Le cours du louis, dont ils sont les maîtres, se trouve enregistré d’heure en heure sur la couverture des pâtés. Vous avez lu 1000 livres ; vous repassez, l’étiquette vous offre 1500 liv.

Les boutiques de bijoutiers, toujours nombreuses, sont resplendissantes, comme s’il n’y avait ni misère ni infortunes. On ne voit que des chaînes de montres, moitié perles, moitié diamants, qui pendent parmi les montres à quantième. Ceux qui n’ont tout juste que pour acheter un pain, regardent ces bijoux précieux, qui ne sont séparés de leurs mains que par un verre transparent, et ce fragile rempart est religieusement respecté.

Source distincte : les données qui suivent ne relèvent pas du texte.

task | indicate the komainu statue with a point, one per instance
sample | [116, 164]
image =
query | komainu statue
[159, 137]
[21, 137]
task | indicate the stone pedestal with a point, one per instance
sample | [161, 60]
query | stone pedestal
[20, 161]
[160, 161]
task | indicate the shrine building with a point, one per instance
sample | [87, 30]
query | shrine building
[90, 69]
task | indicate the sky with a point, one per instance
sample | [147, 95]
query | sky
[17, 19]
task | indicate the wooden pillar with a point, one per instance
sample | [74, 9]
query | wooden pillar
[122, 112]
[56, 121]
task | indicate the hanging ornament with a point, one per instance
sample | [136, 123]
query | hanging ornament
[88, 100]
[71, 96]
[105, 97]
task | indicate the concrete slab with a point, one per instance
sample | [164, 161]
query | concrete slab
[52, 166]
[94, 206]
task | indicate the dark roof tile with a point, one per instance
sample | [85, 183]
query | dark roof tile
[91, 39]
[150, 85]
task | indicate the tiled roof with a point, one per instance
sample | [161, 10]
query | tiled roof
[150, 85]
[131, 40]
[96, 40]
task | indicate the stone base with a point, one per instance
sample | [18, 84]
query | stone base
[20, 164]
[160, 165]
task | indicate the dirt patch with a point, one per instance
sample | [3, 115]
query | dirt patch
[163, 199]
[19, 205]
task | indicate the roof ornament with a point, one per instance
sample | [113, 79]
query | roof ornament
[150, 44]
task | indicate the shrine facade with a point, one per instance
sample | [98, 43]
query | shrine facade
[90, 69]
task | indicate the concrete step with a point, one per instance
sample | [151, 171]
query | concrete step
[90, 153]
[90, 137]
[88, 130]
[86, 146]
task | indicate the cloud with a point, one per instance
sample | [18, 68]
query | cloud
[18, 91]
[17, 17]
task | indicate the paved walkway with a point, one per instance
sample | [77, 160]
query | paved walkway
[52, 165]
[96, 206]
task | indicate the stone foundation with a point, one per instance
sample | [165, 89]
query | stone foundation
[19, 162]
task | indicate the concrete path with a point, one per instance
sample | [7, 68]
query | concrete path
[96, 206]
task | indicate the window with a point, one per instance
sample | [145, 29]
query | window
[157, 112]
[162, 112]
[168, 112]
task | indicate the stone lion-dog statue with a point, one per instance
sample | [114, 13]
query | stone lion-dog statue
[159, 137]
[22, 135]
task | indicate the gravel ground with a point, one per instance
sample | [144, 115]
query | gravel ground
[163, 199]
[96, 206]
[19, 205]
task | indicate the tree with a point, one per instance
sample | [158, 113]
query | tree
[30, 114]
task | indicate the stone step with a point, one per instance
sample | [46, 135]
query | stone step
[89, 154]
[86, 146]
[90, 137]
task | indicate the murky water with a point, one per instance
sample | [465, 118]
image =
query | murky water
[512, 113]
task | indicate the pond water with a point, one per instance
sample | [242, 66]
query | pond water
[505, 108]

Les marchands de draps font descendre du plancher au sol de la boutique, toutes les étoffes ondulées, qui contrastent avec les mises ignobles et sales des passants : on dirait que ces marchandises ne sont plus pour les Français, et qu’on va les embarquer pour la Turquie. On les contemple à peu près du même œil que les tableaux du Muséum. Ces étoffes sont sous votre main, vous pouvez les toucher ; personne ne semble les garder, et les maîtres sont dédaigneux lorsqu’il s’agit de vendre.

Des boutiques plus resserrées, mais non moins riches, vous offrent des superfluités brillantes ; ce sont des bagues qui sont à deux faces ; c’est une fleur de Souci ou une Pensée, ou un amour qui tient un fil, un oiseau qui vole ; ce sont des firmaments de pierres étoilées, des présents d’amitié ; des boucles d’oreilles en fleurs, en filigramme ; des boîtes d’or, des étuis d’or, des médaillons d’or, beaucoup de glaciers d’argent avec leurs cuillers ; des coupes d’argent de forme antique, avec leurs manches en ébène.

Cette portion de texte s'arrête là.